Experimental confinement promotes internal cell masses

(A and B) Representative orthogonal views of 4.5 dpf embryos quantified in C & D expressing EGFP-KRas^V12, stained for e-cadherin, and grown from 1 to 2 dpf in 0% (A) or 2% agarose (B), in XY (A, B), XZ (A′, B′) and YZ (A″, B″), with dotted lines outlining embryos and arrowheads the coordinates of XZ orthogonal sections. Scale bars, 300 μm.

(C) Number of cell masses per embryo in 0% (n = 37) or 2% agarose (n = 22) embryos.

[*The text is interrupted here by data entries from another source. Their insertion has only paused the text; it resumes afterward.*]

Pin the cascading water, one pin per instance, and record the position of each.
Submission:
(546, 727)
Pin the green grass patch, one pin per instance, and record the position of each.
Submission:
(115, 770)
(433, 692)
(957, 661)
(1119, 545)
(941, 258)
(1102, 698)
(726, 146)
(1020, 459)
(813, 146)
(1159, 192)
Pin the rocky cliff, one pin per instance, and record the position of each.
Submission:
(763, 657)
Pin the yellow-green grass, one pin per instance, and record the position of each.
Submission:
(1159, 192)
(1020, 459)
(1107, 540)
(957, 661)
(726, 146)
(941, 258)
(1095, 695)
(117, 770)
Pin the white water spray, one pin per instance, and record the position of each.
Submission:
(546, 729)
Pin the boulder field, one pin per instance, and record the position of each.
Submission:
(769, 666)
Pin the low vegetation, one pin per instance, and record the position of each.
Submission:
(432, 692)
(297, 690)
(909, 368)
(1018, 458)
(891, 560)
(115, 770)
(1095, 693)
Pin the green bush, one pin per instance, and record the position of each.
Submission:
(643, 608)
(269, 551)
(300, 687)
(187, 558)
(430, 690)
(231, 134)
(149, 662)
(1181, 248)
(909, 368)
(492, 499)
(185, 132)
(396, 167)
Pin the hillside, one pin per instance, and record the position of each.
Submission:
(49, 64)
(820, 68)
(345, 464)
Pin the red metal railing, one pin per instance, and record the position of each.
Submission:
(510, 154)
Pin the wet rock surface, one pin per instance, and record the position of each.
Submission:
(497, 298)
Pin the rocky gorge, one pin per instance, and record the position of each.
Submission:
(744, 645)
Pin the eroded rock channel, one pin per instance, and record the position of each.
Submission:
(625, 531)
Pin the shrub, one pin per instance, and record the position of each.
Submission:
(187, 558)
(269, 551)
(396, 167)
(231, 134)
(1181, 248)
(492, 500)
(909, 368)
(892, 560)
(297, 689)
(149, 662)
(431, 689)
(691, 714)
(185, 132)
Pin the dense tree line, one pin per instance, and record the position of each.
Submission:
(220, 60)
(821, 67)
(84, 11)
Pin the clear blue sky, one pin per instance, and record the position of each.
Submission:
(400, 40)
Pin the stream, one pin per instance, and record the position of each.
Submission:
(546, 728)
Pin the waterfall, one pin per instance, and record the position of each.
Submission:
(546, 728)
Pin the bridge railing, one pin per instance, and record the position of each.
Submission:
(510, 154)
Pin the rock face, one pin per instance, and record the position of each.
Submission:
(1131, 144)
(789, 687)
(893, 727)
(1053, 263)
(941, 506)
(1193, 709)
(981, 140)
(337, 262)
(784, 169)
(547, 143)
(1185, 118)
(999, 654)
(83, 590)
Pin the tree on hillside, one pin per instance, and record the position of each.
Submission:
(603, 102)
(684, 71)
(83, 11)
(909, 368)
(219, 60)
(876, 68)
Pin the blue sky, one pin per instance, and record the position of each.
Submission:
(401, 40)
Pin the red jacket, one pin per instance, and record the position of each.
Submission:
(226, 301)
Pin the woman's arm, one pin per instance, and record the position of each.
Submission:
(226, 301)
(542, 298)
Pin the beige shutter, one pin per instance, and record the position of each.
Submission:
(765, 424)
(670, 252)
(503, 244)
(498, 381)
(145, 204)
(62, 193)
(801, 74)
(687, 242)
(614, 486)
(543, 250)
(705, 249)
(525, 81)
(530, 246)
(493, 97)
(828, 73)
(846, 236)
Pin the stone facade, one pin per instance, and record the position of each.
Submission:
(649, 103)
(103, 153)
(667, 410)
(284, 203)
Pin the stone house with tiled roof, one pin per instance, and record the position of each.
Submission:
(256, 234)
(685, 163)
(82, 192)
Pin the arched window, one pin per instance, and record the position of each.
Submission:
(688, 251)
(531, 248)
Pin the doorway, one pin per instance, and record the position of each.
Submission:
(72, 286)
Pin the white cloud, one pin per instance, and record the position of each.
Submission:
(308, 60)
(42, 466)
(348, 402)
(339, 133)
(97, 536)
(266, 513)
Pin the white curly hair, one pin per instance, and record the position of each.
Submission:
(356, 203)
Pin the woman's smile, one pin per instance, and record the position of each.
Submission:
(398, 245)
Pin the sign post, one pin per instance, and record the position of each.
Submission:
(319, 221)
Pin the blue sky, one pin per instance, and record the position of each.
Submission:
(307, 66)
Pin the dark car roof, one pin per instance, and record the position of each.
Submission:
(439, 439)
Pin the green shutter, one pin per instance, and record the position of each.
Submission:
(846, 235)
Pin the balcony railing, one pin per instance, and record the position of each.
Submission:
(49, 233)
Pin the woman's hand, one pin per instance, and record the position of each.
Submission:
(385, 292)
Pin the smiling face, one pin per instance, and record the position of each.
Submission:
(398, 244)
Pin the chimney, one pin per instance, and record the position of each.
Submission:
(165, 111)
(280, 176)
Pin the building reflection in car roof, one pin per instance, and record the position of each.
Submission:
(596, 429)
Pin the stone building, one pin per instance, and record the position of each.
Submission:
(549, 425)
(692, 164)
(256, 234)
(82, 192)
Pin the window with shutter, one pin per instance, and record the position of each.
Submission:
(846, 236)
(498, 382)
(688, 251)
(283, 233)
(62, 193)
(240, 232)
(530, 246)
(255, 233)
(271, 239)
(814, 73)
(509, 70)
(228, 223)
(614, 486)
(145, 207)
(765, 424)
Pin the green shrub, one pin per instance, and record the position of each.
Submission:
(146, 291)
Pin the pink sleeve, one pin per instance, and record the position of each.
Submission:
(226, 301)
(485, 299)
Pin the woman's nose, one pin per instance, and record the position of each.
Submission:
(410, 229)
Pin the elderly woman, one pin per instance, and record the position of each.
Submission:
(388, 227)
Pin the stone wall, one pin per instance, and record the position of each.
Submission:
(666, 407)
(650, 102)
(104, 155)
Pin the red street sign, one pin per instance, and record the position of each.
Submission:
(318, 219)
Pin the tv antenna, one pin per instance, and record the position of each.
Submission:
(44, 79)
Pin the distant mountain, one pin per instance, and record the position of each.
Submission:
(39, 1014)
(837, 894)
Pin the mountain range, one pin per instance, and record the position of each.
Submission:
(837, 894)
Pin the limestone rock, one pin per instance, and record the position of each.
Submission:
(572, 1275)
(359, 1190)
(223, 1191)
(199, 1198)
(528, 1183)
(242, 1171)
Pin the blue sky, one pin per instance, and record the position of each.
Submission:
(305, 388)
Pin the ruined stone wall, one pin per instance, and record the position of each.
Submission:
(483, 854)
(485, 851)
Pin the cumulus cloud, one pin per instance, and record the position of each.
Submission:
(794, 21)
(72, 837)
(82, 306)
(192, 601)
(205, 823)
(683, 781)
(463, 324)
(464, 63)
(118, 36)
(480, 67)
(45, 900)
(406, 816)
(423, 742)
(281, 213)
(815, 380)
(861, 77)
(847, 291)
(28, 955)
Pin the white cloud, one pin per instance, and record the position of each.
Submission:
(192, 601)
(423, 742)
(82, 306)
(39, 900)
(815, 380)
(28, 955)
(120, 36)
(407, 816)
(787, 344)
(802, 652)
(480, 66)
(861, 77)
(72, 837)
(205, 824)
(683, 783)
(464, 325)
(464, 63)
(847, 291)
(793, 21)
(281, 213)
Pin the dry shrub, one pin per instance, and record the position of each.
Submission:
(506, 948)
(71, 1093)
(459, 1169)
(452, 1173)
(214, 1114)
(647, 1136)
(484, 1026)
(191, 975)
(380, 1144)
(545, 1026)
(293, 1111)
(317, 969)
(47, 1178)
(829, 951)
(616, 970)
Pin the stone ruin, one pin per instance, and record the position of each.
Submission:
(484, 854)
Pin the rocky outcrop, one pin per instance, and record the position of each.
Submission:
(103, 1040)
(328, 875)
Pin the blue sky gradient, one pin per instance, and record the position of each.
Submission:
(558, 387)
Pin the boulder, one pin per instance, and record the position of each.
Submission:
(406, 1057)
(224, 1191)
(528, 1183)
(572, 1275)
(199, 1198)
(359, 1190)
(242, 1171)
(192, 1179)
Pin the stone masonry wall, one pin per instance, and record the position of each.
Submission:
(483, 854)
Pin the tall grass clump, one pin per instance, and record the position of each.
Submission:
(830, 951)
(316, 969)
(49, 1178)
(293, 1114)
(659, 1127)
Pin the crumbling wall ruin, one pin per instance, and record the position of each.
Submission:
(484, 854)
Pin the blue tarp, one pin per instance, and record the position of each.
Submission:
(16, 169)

(D) Cell mass areas from embryos grown in 0% (n = 22) or 2% agarose (n = 30). 4.5 dpf control (E) and lamc1 MO-injected (F) embryos expressing EGFP-KRas^V12, as projections (E, F), XZ (E′, F′) and YZ sections (E″, F″). Yellow dotted lines outline embryos and arrowheads mark where orthogonal sections were taken. Scale bars, 300 μm.

(G) Number of cell masses per embryo in controls (n = 16) or lamc1 morphants (n = 8).

(H) Area of cell masses in control (n = 22) or lamc1 MO-injected embryos (n = 2). In C, D, G and H, error bars are the SD, box the SEM and gray lines show the mean. n.s., not significant, ∗p < 0.05.